FTSE 100 mining heavyweights BHP Billiton (LSE: BLT) (NYSE: BBL.US), Rio Tinto (LSE: RIO) (NYSE: RIO.US) and Anglo American (LSE: AAL) all look cheap — if you believe the miners’ story, which is that their low-cost production will force less profitable competitors out of business.
This, in turn, will bring the markets for iron ore and other key commodities back into balance, despite slowing growth in China, and fairly flat demand elsewhere.
The only trouble is that this is a long-term gamble. If the miners have judged the situation wrongly, their profits could gradually crumble over the next few years, pushing down their share prices even further.
The miners could become a classic value trap: stocks that are cheap, but could get much cheaper, due to external forces beyond the companies’ control.
What do the numbers say?
There are signs that the miners’ strategy to flood the iron ore market with cheap production is beginning to drive out higher-cost competitors. Atlas Iron, Australia’s fifth-largest iron ore producer, is suspending production at its mines, as it is losing too much money at current iron ore prices to continue operating.

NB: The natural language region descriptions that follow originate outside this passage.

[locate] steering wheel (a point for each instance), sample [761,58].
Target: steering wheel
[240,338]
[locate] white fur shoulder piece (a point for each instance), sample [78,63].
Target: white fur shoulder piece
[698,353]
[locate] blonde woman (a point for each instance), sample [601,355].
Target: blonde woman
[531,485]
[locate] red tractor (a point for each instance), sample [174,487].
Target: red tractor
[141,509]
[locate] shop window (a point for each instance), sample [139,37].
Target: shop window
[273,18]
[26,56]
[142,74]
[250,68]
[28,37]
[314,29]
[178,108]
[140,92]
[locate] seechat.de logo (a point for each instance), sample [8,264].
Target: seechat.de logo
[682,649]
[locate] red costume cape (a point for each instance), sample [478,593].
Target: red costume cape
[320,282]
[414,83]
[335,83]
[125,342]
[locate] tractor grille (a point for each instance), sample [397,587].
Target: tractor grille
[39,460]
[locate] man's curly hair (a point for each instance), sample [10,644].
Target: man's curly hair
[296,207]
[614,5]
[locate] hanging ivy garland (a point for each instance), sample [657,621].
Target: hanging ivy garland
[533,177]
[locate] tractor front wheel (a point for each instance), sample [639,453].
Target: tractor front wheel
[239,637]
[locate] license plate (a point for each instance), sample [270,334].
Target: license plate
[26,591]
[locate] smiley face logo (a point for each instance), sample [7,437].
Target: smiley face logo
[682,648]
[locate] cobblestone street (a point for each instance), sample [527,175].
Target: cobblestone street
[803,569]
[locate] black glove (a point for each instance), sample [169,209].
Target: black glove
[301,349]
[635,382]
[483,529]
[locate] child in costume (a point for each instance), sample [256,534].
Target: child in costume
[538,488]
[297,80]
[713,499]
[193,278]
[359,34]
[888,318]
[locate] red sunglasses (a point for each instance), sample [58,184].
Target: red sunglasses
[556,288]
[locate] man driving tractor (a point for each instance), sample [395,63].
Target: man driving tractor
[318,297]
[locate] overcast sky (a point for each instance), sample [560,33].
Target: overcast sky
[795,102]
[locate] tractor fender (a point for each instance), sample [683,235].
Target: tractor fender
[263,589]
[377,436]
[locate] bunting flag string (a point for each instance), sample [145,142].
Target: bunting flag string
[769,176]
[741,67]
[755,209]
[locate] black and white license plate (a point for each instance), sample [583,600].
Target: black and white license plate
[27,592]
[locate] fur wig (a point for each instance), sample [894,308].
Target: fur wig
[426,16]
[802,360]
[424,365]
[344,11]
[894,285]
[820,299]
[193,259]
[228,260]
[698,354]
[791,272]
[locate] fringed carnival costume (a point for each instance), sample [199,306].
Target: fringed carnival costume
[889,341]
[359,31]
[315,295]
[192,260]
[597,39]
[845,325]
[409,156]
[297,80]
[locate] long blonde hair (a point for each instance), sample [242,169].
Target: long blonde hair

Australia’s third-largest iron ore miner, Fortescue, is also feeling the pressure, and cancelled a planned bond issue and refinancing deal last month.

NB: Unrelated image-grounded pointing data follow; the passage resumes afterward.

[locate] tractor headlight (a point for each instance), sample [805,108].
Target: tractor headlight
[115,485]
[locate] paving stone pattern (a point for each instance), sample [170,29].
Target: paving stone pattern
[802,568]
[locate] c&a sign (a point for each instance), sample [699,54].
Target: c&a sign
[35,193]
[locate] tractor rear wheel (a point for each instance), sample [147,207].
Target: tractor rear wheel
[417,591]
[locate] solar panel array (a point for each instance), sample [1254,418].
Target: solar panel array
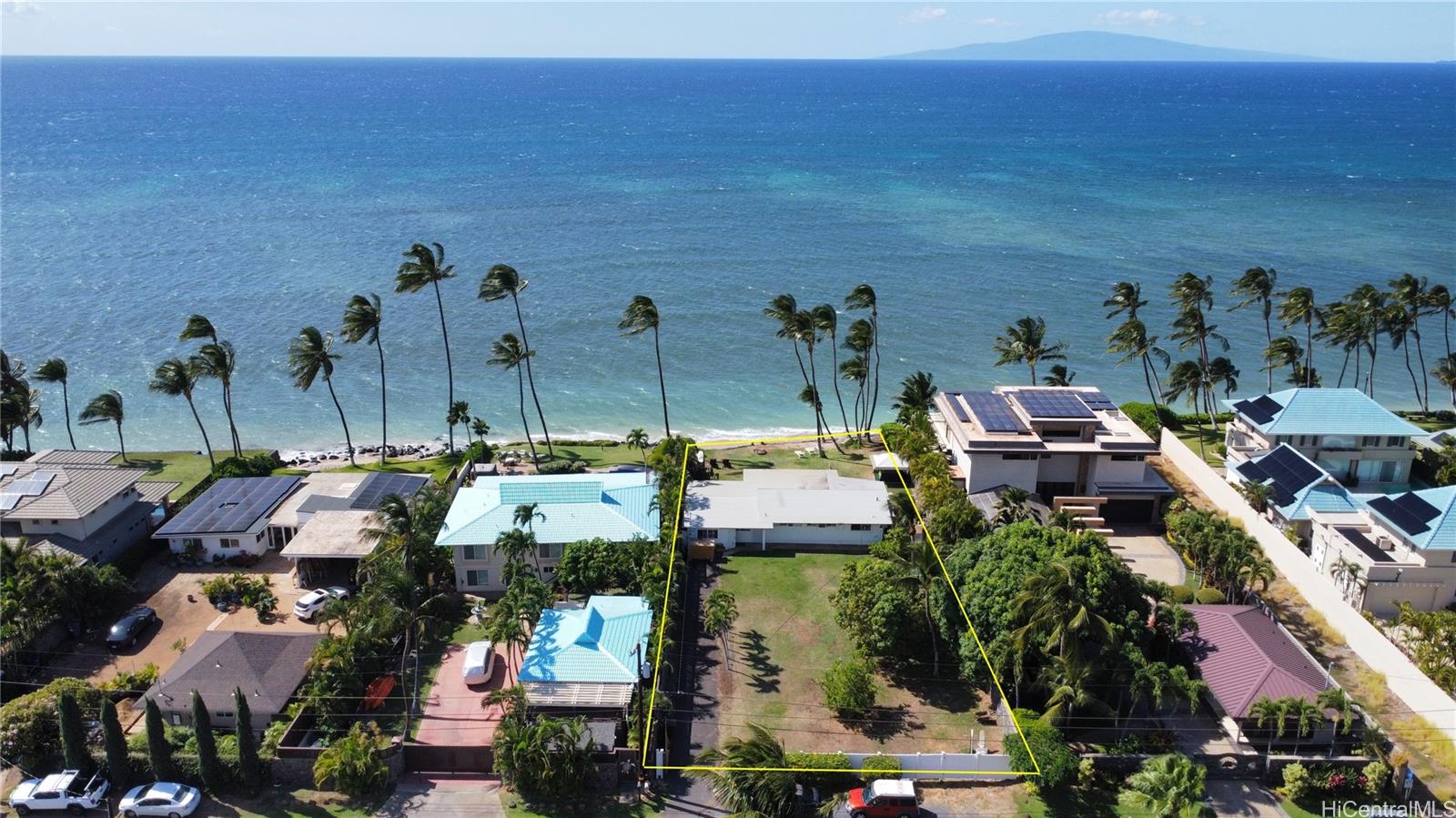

However, even if successful, the big miners’ strategy isn’t going to work quickly. City analysts have cut earnings forecasts for BHP, Rio and Anglo over the last three months:
Current year post-tax profit forecast |
BHP Billiton |
Rio Tinto |
Anglo American |
Feb 2015 |
$10.37bn |
$8.06bn |
$2.19bn |
April 2015 |
$8.07bn |
$6.31bn |
$1.75bn |
% change |
-22% |
-22% |
-21% |
However, these forecasts will undoubtedly change again over the coming months, and could rise.
Perhaps it’s best to judge to take a more traditional value-investing approach, and judge the appeal of each company by its historic performance:
|
BHP Billiton |
Rio Tinto |
Anglo American |
Trailing P/E |
10.6 |
9.9 |
9.1 |
Trailing yield |
5.7% |
5.0% |
5.4% |
Dividend covered by free cash flow? |
Yes |
Yes |
No |
The choice between BHP and Rio depends on whether you want exposure to oil as well as iron ore: Rio is very much an iron ore play, while for BHP, oil and iron ore are both key to profitability.
Anglo’s mix of iron ore, coal, copper, diamonds and platinum makes it unique, but it remains the riskiest stock, in my view, as it has lagged behind BHP and Rio in terms of restructuring and debt reduction.
Today’s best buy?
It’s hard to ignore the generous yields on offer from all three of these stocks, which should add useful diversity to a traditional income portfolio.
I believe these dividends will be maintained, especially at Rio Tinto, which I rate as the best buy for exposure to iron ore.